Pulmonary arterial hypertension (PAH), characterized by localized increased arterial blood pressure in the lungs, is a slow developing long-term disease that can be fatal. PAH is characterized by inflammation, vascular tone imbalance, pathological pulmonary vascular remodeling, and right-sided heart failure. Current treatments for PAH are palliative and development of new therapies is necessary. Recent and relevant studies have demonstrated that epigenetic processes may exert key influences on the pathogenesis of PAH and may be promising therapeutic targets in the prevention and/or cure of this condition. The aim of the present mini-review is to summarize the occurrence of epigenetic-based mechanisms in the context of PAH physiopathology, focusing on the roles of DNA methylation, histone post-translational modifications and non-coding RNAs. We also discuss the potential of epigenetic-based therapies for PAH.

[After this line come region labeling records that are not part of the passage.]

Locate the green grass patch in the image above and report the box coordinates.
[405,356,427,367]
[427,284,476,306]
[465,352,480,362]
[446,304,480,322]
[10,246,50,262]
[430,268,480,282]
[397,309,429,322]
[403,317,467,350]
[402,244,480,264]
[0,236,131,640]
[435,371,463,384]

Figure 1.. Epigenetic mechanisms contributing to excessive proliferation and resistance to apoptosis of pulmonary artery smooth muscle cells (PASMCs) in pulmonary arterial hypertension (PAH) include: i) DNA methylation via DNA methyltransferases (DNMTs); ii) histone modifications, mainly methylation and acetylation, regulated by histone acetyltransferases (HATs) histone methyltransfereses (HMTs), histone deacetylases (HDACs), and histone demethylases (HDMs). Dysregulation of the ubiquitination process, as well as of microRNAs (miRNA, miR-) also participates in the pathogenesis of PAH. Epigenetic therapy based on DNMT inhibitors, HADAC inhibitors, proteasome inhibitors, and miR-RNA modulators are able to reduce the PASMCs proliferative state in PAH.